16.10 If the entirety of Section 16.4 or 16.5 is found to be unenforceable, then the entirely of Section 16.4 or 16.5 shall be null and void and, in such case, the parties agree that the exclusive jurisdiction and venue described in Section 16.1 and Section 16.4 or 16.5 above, and that any action arising out of or related to the terms of the Agreement or Your use of the Platform and/or the Services or any part thereof will be brought in the applicable jurisdiction.
17. GENERAL PROVISIONS
17.1 Anti-Corruption. You agree that You have not received or been offered any illegal or improper bribe, kickback, payment, gift, or thing of value from any of Our employees or agents in connection with this Agreement. Reasonable gifts and entertainment provided in the ordinary course of business do not violate the above restriction.
17.2 Entire Agreement and Order of Precedence. This Agreement is the entire agreement between the parties regarding Your use of Services and Content and supersedes all prior and contemporaneous agreements, proposals or representations, written or oral, concerning its subject matter.
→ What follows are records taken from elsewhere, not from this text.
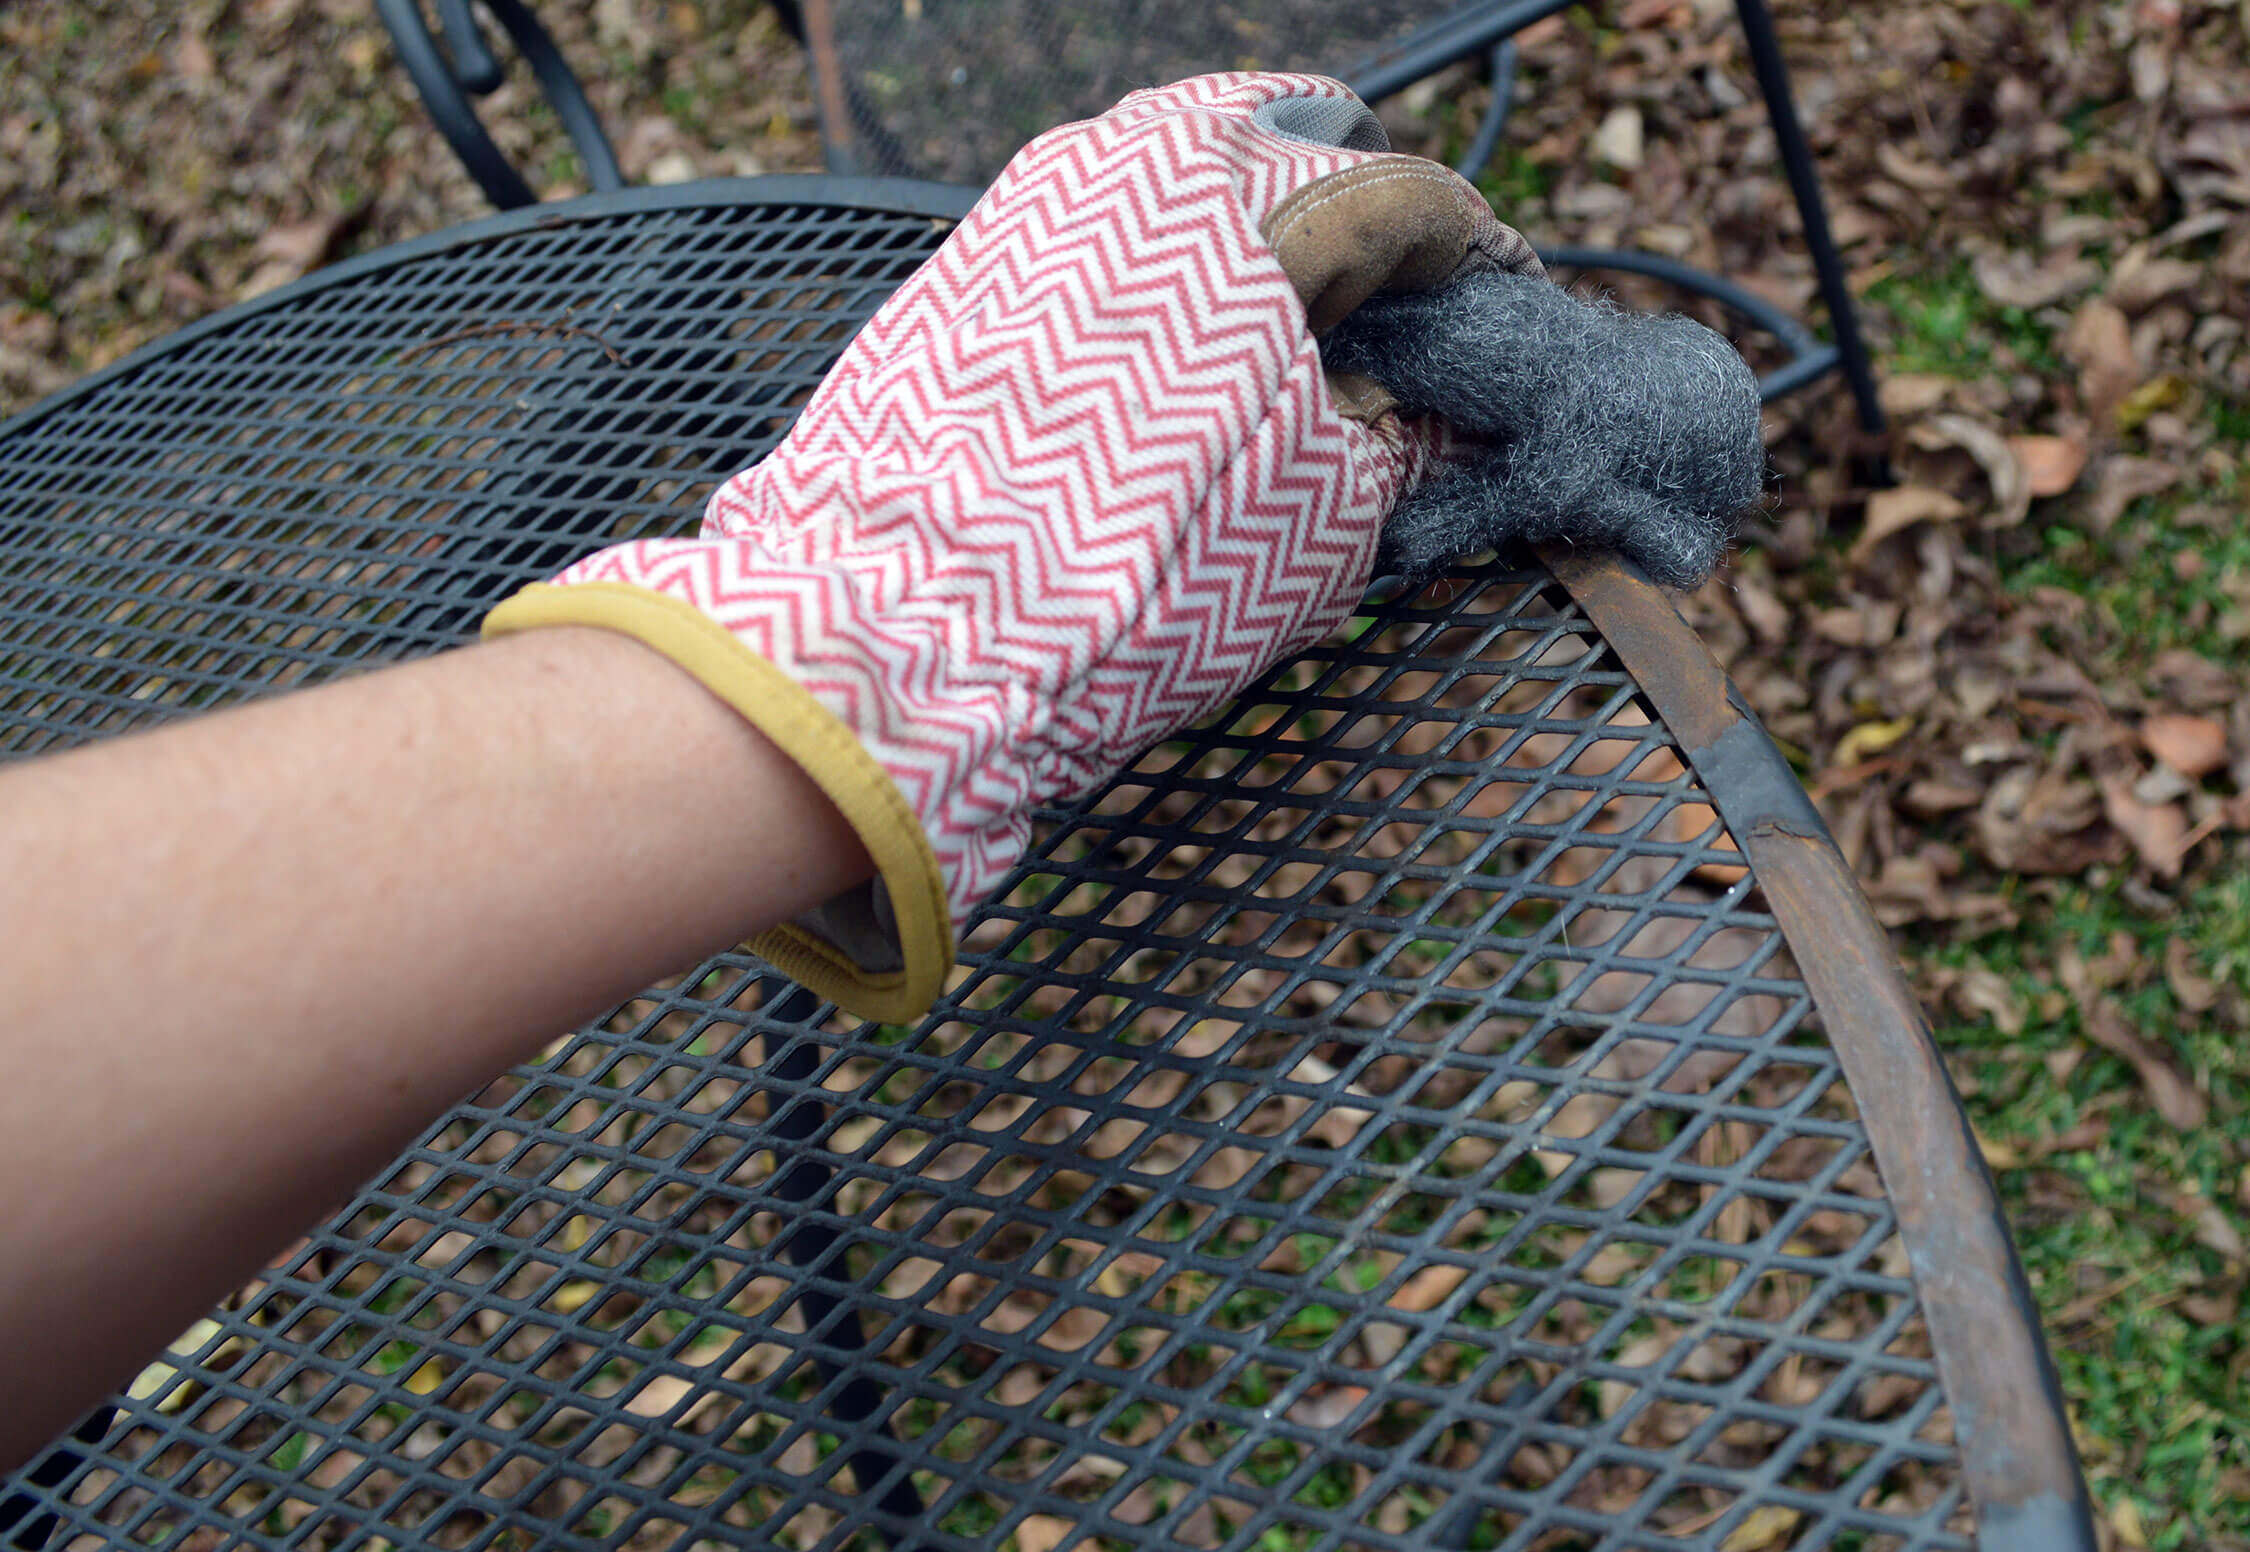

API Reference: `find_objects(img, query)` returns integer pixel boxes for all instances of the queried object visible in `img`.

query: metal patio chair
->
[377,0,1887,426]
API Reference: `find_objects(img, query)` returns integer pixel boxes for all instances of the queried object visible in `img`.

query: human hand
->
[485,72,1539,1020]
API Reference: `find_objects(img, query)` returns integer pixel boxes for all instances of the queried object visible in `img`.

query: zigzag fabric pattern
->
[543,72,1439,949]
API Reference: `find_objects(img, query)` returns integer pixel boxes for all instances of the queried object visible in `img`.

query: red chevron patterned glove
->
[484,73,1539,1021]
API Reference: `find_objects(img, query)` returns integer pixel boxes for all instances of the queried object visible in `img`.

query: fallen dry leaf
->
[1284,1383,1370,1429]
[2086,929,2142,995]
[2064,298,2144,430]
[2181,1288,2240,1327]
[625,1372,697,1419]
[1388,1262,1471,1313]
[1618,0,1688,25]
[340,30,384,75]
[239,207,366,299]
[174,28,215,81]
[1722,1504,1804,1552]
[1591,104,1644,169]
[1013,1514,1075,1552]
[1034,1303,1110,1352]
[2083,998,2208,1130]
[1977,760,2126,875]
[2109,1493,2153,1550]
[547,1279,602,1313]
[1833,716,1915,767]
[2098,769,2191,878]
[1874,140,1954,192]
[128,1317,225,1411]
[1953,967,2028,1035]
[1731,574,1791,644]
[2149,649,2239,711]
[2117,374,2189,432]
[2188,1200,2244,1262]
[2164,937,2220,1013]
[2085,455,2183,531]
[254,212,351,270]
[1878,373,1954,417]
[2107,248,2204,315]
[2128,33,2169,102]
[2140,712,2229,778]
[1972,247,2099,310]
[1865,849,2012,927]
[1915,412,2030,528]
[1977,1128,2023,1171]
[2006,434,2089,498]
[2106,1484,2160,1547]
[1810,600,1899,646]
[1901,777,1985,816]
[2172,111,2250,209]
[1850,485,1965,565]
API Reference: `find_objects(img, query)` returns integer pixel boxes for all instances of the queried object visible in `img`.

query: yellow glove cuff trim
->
[482,580,953,1024]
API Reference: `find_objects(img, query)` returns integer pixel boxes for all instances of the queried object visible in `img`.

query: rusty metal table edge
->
[1544,547,2096,1552]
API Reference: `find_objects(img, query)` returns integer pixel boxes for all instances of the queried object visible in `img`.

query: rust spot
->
[1751,828,2085,1514]
[1543,547,1734,752]
[1548,548,2093,1541]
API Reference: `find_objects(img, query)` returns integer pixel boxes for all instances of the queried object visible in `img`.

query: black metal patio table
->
[0,180,2092,1552]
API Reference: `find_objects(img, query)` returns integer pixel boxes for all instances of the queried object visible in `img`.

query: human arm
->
[0,626,870,1468]
[0,70,1540,1468]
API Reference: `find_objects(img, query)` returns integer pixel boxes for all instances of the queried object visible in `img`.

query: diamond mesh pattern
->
[0,195,944,757]
[1,189,1970,1551]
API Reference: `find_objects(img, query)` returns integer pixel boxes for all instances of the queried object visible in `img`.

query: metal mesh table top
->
[0,181,2083,1552]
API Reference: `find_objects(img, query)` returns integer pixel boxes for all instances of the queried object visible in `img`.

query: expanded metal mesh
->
[2,191,1969,1551]
[0,195,945,754]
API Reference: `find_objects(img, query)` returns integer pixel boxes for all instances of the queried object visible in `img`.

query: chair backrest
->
[791,0,1498,182]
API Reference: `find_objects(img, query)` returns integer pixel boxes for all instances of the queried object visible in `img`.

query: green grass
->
[1865,259,2066,381]
[2002,357,2250,654]
[1472,143,1555,213]
[1862,248,2250,1544]
[2007,486,2250,664]
[1922,871,2250,1546]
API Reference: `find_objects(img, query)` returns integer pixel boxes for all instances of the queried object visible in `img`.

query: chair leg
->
[1732,0,1887,448]
[758,988,932,1536]
[1451,38,1520,183]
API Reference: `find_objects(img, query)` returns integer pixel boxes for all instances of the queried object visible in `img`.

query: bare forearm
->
[0,627,870,1466]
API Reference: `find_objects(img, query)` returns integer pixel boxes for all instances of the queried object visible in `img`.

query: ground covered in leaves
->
[4,1,2247,1547]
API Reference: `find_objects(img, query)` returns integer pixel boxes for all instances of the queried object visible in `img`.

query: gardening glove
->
[482,72,1543,1022]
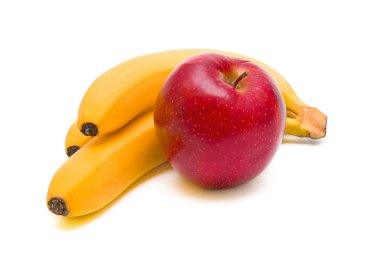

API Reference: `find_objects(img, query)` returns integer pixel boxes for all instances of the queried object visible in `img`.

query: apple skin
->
[154,53,286,189]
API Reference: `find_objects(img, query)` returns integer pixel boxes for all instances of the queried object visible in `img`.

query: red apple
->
[154,53,286,189]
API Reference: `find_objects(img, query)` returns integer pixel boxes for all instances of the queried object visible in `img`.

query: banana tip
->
[48,197,68,216]
[66,146,80,157]
[81,123,98,136]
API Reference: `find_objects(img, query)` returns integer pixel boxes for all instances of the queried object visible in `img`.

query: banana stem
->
[285,106,327,138]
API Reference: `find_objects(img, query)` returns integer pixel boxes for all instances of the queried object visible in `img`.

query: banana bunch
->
[47,49,327,217]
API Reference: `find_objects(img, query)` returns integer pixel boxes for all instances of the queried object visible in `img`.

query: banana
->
[78,49,327,138]
[65,122,92,157]
[47,110,166,217]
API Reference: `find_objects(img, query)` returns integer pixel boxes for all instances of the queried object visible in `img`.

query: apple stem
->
[232,72,249,88]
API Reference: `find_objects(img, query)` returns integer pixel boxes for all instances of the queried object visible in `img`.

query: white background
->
[0,0,379,252]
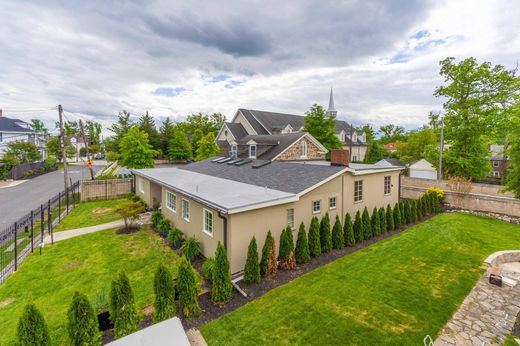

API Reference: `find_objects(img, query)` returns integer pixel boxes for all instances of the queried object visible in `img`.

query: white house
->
[375,158,405,168]
[409,159,437,180]
[0,111,48,159]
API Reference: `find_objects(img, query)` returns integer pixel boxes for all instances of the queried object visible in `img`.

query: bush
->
[260,231,273,276]
[371,207,380,237]
[430,191,440,212]
[399,201,406,223]
[418,196,425,218]
[158,218,171,237]
[44,156,57,169]
[378,207,387,233]
[212,242,233,304]
[151,210,163,229]
[386,204,395,231]
[244,237,260,284]
[404,201,411,224]
[331,215,344,249]
[177,257,201,318]
[319,213,332,253]
[114,201,144,232]
[343,213,355,246]
[153,264,176,323]
[308,216,321,257]
[353,211,363,243]
[167,228,184,249]
[412,200,419,222]
[106,151,120,162]
[17,303,51,346]
[393,202,402,229]
[67,291,100,345]
[202,257,215,281]
[426,187,445,201]
[362,207,372,240]
[109,271,139,338]
[181,236,201,262]
[295,222,310,264]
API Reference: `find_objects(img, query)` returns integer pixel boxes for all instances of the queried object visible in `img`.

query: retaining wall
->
[80,178,133,201]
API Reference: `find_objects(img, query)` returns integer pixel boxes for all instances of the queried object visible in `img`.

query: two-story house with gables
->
[216,89,368,162]
[0,111,48,159]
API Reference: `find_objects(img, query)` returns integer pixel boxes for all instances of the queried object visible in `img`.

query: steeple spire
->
[326,88,337,116]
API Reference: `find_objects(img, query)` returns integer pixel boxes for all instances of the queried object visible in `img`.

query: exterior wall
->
[410,169,437,180]
[400,176,514,197]
[0,131,47,159]
[216,124,236,142]
[135,176,161,207]
[276,137,325,161]
[344,144,367,162]
[234,111,257,135]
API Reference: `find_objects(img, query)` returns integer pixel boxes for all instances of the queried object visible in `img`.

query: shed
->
[107,317,190,346]
[375,158,405,168]
[409,159,437,180]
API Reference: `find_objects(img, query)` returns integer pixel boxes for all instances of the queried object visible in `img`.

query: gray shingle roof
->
[235,132,306,161]
[238,109,270,135]
[180,157,345,194]
[225,122,248,139]
[0,117,34,133]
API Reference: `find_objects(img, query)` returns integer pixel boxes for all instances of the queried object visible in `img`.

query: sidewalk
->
[44,219,124,244]
[0,180,28,189]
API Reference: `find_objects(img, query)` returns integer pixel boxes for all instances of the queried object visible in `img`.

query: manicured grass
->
[0,227,181,345]
[201,213,520,345]
[53,198,127,232]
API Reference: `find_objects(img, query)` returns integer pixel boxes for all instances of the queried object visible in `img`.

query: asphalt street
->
[0,165,101,228]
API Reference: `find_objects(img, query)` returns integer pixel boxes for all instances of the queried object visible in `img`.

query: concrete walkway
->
[44,219,124,244]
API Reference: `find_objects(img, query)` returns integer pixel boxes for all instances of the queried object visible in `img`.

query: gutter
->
[218,212,228,251]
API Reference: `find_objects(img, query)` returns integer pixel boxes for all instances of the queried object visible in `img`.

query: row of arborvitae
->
[242,190,441,284]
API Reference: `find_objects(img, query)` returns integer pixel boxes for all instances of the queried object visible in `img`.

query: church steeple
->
[326,88,337,116]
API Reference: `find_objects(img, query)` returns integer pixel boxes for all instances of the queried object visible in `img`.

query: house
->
[216,89,368,162]
[375,158,405,168]
[488,145,507,178]
[409,159,437,180]
[68,135,88,162]
[0,111,48,159]
[132,150,403,274]
[383,142,398,153]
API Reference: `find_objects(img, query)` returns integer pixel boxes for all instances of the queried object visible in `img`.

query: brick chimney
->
[330,149,350,166]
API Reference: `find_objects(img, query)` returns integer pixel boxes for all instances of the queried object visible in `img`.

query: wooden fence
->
[80,178,134,201]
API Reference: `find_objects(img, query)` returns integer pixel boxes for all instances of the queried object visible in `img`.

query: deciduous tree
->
[303,104,342,151]
[120,125,158,168]
[195,132,221,161]
[168,130,192,161]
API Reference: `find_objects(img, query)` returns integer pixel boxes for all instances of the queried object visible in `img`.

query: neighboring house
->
[216,89,368,162]
[409,159,437,180]
[488,145,508,178]
[375,158,405,168]
[133,150,403,273]
[384,142,398,153]
[68,135,87,162]
[0,111,48,159]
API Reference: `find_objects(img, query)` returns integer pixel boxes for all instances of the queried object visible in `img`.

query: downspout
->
[218,212,228,251]
[398,171,402,201]
[341,173,345,220]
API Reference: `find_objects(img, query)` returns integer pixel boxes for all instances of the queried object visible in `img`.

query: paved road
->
[0,165,101,228]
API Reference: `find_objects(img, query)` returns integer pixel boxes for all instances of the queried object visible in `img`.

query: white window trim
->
[203,208,214,237]
[182,199,190,222]
[287,208,295,229]
[354,180,363,203]
[300,140,308,158]
[139,179,145,193]
[312,200,321,214]
[249,144,257,159]
[329,196,337,210]
[166,191,177,213]
[384,176,392,196]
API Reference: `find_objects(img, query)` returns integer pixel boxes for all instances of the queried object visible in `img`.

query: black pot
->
[97,311,114,331]
[161,229,168,237]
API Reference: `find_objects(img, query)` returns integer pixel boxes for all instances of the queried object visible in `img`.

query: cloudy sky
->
[1,0,519,134]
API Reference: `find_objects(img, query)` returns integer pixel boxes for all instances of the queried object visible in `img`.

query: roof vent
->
[252,160,271,169]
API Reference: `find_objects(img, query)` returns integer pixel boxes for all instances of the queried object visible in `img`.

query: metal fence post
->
[72,182,76,208]
[40,204,44,239]
[30,210,34,252]
[66,186,69,215]
[58,192,61,223]
[47,199,53,245]
[14,222,18,271]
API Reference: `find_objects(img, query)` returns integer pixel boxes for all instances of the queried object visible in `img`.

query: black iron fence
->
[0,181,80,283]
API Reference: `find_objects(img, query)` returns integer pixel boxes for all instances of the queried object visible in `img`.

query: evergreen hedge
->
[371,207,380,236]
[319,213,332,253]
[177,256,201,318]
[353,211,364,243]
[362,207,372,240]
[67,291,99,345]
[386,204,394,231]
[411,200,418,222]
[331,215,344,249]
[378,207,387,233]
[278,227,296,270]
[308,217,321,257]
[295,222,310,264]
[260,231,273,276]
[109,271,139,338]
[399,201,406,223]
[153,264,176,323]
[17,303,51,346]
[393,202,402,229]
[244,237,260,284]
[404,201,411,224]
[343,213,355,247]
[212,242,233,304]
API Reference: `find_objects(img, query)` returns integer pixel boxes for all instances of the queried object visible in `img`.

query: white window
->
[312,200,321,214]
[249,144,257,159]
[203,209,214,236]
[354,180,363,202]
[490,171,500,177]
[300,140,308,158]
[166,191,177,212]
[230,144,237,157]
[287,208,294,229]
[352,155,357,161]
[182,199,190,221]
[329,197,337,210]
[384,176,391,195]
[139,179,145,193]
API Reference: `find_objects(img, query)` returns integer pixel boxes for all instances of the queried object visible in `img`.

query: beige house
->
[133,154,402,274]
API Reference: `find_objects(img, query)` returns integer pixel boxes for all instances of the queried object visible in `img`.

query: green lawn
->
[53,198,127,232]
[201,213,520,345]
[0,227,180,345]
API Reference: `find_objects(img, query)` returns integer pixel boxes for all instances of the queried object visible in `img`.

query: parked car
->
[94,153,105,160]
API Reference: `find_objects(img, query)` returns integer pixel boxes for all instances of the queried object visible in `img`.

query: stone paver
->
[435,262,520,346]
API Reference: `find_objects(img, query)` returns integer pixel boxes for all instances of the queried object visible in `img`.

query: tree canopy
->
[119,125,158,168]
[303,104,342,150]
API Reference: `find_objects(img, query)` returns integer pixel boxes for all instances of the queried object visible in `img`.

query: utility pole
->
[438,120,444,181]
[79,119,95,180]
[58,105,69,190]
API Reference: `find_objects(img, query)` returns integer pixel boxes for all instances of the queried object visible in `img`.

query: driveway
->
[0,165,101,228]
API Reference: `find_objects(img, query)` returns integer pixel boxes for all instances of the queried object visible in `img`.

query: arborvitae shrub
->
[378,207,387,233]
[266,232,278,277]
[362,207,372,240]
[343,213,355,247]
[331,215,344,249]
[109,271,139,338]
[425,193,433,214]
[308,217,321,257]
[67,291,100,345]
[399,201,406,223]
[177,256,201,318]
[393,202,401,229]
[278,227,296,270]
[319,213,332,253]
[353,211,364,243]
[404,201,412,224]
[278,228,289,262]
[153,264,176,323]
[244,237,260,284]
[419,197,425,218]
[371,207,380,236]
[386,204,394,231]
[17,303,51,346]
[286,226,294,251]
[410,200,417,222]
[212,242,233,304]
[431,191,440,212]
[295,222,310,264]
[260,231,273,276]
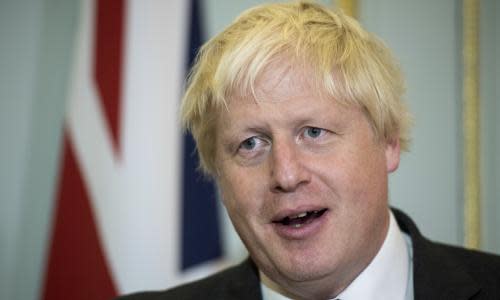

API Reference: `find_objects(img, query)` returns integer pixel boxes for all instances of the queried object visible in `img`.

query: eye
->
[240,137,258,150]
[236,136,269,160]
[304,127,324,138]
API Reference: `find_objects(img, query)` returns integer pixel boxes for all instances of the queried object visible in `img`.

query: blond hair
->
[182,1,412,176]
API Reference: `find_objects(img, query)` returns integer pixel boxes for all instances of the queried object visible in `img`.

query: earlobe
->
[385,138,401,173]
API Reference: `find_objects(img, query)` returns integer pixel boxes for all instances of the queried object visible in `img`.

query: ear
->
[385,137,401,173]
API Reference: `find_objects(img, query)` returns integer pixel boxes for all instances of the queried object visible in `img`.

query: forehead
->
[253,63,313,101]
[217,63,359,131]
[229,60,329,106]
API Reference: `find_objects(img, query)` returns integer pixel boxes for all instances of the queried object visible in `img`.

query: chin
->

Except as otherwise provided herein, no modification, amendment, or waiver of any provision of this Agreement will be effective unless in writing and signed by the party against whom the modification, amendment or waiver is to be asserted. The parties agree that any term or condition stated in Your purchase order or in any other of Your order documentation (excluding Order Forms) is void. In the event of any conflict or inconsistency among the following documents, the order of precedence shall be: (1) the applicable Order Form;(2) the Terms, (3) the DPA; (4) the API Terms of Use, (5) Email Acceptable Use Policy (6) the Documentation;(7) the Privacy Policy.
17.3 Neither party may assign any of its rights or obligations hereunder, whether by operation of law or otherwise, without the other party’s prior written consent (not to be unreasonably withheld); provided, however, either party may assign this Agreement in its entirety (together with all Order Forms), without the other party’s consent to its Affiliate or in connection with a merger, acquisition, corporate reorganization, or sale of all or substantially all of its assets. Notwithstanding the foregoing, if a party is acquired by, sells substantially all of its assets to, or undergoes a change of control in favor of, a direct competitor of the other party, then such other party may terminate this Agreement upon written notice. In the event of such a termination, We will refund to You any prepaid fees allocable to the remainder of the Terms of all subscriptions for the period after the effective date of such termination. Subject to the foregoing, this Agreement will bind and inure to the benefit of the parties, their respective successors and permitted assigns.
17.4 Relationship of the Parties. The parties are independent contractors. This Agreement does not create a partnership, franchise, joint venture, agency, fiduciary or employment relationship between the parties; and You shall not represent to the contrary, whether expressly, by implication, appearance or otherwise.
17.5 Third-Party Beneficiaries. There are no third-party beneficiaries under this Agreement.
17.6 Failure of either Party to exercise or enforce any provision of or any of its rights under the Agreement shall not be deemed a waiver of future enforcement of that or any other provision or right.
17.7 If any term, condition or provision of this Agreement is held to be invalid, unenforceable or illegal in whole or in part for any reason, that provision shall be enforced to the maximum extent permissible so as to affect the intent of the parties. The validity and enforceability of the remaining terms, conditions or provisions, or portions of them, shall not be affected.